According to the Federal Motor Carrier Safety Administration, federal hour limitations apply when a truck weighs over 10,000 pounds. Effectively, this means that almost all 18-wheelers are covered, since the average 18-wheeler weighs almost 70,000 pounds when loaded with cargo. An 18-wheeler can drive up to 11 hours straight, but only if they have been “off duty” for at least 10 hours in a row previously. What is more, the truck driver has to work all of these 11 hours within 14 hours of coming “on duty”. In addition, truck drivers can only be “on-duty” for 60 hours in a 7-day workweek or 70 hours in an 8-day workweek, and must take at least 34 hours off between workweeks. The drivers are supposed to keep track of when they are on and off duty in a logbook. The basic idea is to make sure that truck drivers have enough rest so that they will not fall asleep at the wheel and cause a major accident.
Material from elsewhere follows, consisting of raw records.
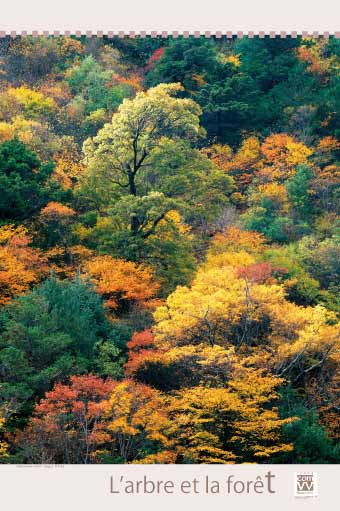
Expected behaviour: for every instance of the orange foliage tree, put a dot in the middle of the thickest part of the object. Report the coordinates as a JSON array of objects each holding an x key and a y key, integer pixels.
[{"x": 122, "y": 283}]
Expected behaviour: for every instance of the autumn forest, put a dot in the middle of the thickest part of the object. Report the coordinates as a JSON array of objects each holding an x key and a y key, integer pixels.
[{"x": 169, "y": 250}]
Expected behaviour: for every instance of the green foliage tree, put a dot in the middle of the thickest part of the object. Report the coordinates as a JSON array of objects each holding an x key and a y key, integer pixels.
[
  {"x": 50, "y": 333},
  {"x": 26, "y": 184}
]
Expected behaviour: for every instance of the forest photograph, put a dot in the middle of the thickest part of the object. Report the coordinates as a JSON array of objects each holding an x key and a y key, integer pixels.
[{"x": 169, "y": 250}]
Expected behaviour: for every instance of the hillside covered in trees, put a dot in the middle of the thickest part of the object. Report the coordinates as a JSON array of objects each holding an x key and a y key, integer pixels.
[{"x": 169, "y": 250}]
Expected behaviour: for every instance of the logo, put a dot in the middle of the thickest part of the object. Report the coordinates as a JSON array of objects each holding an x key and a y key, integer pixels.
[{"x": 305, "y": 484}]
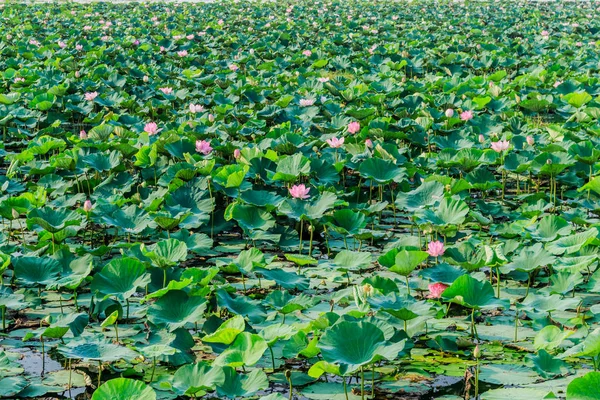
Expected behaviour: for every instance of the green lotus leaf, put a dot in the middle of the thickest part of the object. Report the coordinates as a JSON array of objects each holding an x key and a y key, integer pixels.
[
  {"x": 120, "y": 278},
  {"x": 124, "y": 389},
  {"x": 471, "y": 293},
  {"x": 176, "y": 309},
  {"x": 227, "y": 331},
  {"x": 167, "y": 252},
  {"x": 246, "y": 350},
  {"x": 585, "y": 387},
  {"x": 197, "y": 379},
  {"x": 353, "y": 345},
  {"x": 53, "y": 220},
  {"x": 34, "y": 271},
  {"x": 381, "y": 171},
  {"x": 242, "y": 385},
  {"x": 407, "y": 260}
]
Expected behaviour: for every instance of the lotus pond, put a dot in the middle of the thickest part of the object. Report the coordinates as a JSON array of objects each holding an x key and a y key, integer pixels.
[{"x": 300, "y": 200}]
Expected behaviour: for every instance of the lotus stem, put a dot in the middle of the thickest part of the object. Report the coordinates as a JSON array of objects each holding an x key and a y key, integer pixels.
[
  {"x": 373, "y": 381},
  {"x": 99, "y": 372},
  {"x": 345, "y": 387},
  {"x": 153, "y": 368},
  {"x": 362, "y": 383},
  {"x": 498, "y": 282},
  {"x": 300, "y": 238},
  {"x": 311, "y": 229},
  {"x": 272, "y": 357}
]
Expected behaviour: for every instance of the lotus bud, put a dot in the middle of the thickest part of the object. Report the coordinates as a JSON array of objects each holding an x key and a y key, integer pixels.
[
  {"x": 477, "y": 352},
  {"x": 530, "y": 140}
]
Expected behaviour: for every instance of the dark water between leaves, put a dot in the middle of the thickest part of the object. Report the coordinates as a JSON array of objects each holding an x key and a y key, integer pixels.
[{"x": 439, "y": 387}]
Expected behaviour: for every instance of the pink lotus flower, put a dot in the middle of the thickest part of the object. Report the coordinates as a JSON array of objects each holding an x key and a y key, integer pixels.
[
  {"x": 436, "y": 290},
  {"x": 299, "y": 192},
  {"x": 194, "y": 108},
  {"x": 87, "y": 206},
  {"x": 307, "y": 102},
  {"x": 500, "y": 146},
  {"x": 202, "y": 146},
  {"x": 353, "y": 127},
  {"x": 151, "y": 128},
  {"x": 335, "y": 143},
  {"x": 90, "y": 96},
  {"x": 466, "y": 115},
  {"x": 435, "y": 248},
  {"x": 530, "y": 140}
]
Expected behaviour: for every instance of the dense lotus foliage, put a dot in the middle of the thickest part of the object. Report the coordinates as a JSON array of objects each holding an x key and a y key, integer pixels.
[{"x": 300, "y": 200}]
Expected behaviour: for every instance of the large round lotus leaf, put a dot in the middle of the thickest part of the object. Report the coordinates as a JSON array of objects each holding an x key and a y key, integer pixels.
[
  {"x": 34, "y": 271},
  {"x": 11, "y": 300},
  {"x": 96, "y": 349},
  {"x": 469, "y": 292},
  {"x": 196, "y": 379},
  {"x": 381, "y": 171},
  {"x": 246, "y": 350},
  {"x": 167, "y": 252},
  {"x": 227, "y": 331},
  {"x": 53, "y": 220},
  {"x": 586, "y": 387},
  {"x": 121, "y": 278},
  {"x": 355, "y": 344},
  {"x": 175, "y": 309},
  {"x": 124, "y": 389},
  {"x": 242, "y": 385}
]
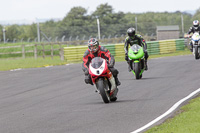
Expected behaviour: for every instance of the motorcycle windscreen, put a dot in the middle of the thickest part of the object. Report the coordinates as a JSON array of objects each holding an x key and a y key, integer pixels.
[
  {"x": 96, "y": 62},
  {"x": 135, "y": 48}
]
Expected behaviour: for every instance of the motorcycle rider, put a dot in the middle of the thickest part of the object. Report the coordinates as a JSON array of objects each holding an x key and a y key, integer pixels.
[
  {"x": 193, "y": 29},
  {"x": 135, "y": 39},
  {"x": 95, "y": 50}
]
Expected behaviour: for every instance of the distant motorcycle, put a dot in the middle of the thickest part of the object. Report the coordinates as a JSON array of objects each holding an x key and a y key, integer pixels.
[
  {"x": 196, "y": 44},
  {"x": 103, "y": 79},
  {"x": 136, "y": 60}
]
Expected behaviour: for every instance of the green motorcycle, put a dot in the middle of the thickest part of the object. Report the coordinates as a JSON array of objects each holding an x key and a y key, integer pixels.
[{"x": 136, "y": 60}]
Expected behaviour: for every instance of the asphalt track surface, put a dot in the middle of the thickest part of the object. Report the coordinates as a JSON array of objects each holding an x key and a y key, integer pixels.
[{"x": 56, "y": 99}]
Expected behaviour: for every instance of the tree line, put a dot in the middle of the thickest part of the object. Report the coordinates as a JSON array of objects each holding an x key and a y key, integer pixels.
[{"x": 78, "y": 22}]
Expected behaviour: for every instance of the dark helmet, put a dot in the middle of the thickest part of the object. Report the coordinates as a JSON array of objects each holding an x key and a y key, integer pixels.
[
  {"x": 196, "y": 24},
  {"x": 95, "y": 43},
  {"x": 131, "y": 32}
]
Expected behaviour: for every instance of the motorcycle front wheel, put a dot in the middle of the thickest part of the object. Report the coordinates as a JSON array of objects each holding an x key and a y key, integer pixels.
[
  {"x": 196, "y": 53},
  {"x": 102, "y": 91},
  {"x": 137, "y": 70}
]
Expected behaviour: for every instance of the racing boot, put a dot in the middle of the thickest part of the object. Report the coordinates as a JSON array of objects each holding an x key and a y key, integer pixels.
[
  {"x": 145, "y": 65},
  {"x": 113, "y": 96},
  {"x": 118, "y": 83}
]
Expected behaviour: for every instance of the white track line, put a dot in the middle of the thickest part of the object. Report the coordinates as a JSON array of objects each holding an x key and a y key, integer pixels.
[{"x": 176, "y": 105}]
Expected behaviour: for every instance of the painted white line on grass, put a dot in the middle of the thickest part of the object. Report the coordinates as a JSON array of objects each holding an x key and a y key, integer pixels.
[{"x": 176, "y": 105}]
While these regulations are great for ensuring the safety of both the truck driver and all other vehicles on the road, they also limit some of the profitability that trucking companies enjoy. Some unscrupulous companies persist in setting unrealistic hours and working truck drivers past what is allowed by federal regulation. A few companies may encourage the drivers to falsify their log books so that the drivers can put in more hours than are legally allowed without leaving too much of a trail of evidence behind.
No matter what the reason is behind exceeding the federally mandated hours limits, drivers and employers who do not adhere to the limits are setting themselves up for massive damages. If there is an accident and it comes to light that the truck driver was over on his hours and was presumably fatigued, a finding of negligence on the drivers’ part is almost guaranteed. What is more, if a post-accident investigation turns up evidence that the driver was encouraged to go over his hours by his employer, a judge may assess punitive damages, which are damages designed to punish a bad actor in a case and which can double or even triple the amount a victim can recover. Even if truck drivers falsify their log books, a thorough investigation may turn up evidence to show that the documentation does not add up and serious consequences are in order.
Hours limits and log books are in place to protect motorists and prevent massive truck accidents related to fatigue from occurring. A victim of an 18-wheeler accident would be may wish, with the possible help of an attorney, to look into the log books and other evidence and confirm that the truck driver and employer followed the law in this very important area.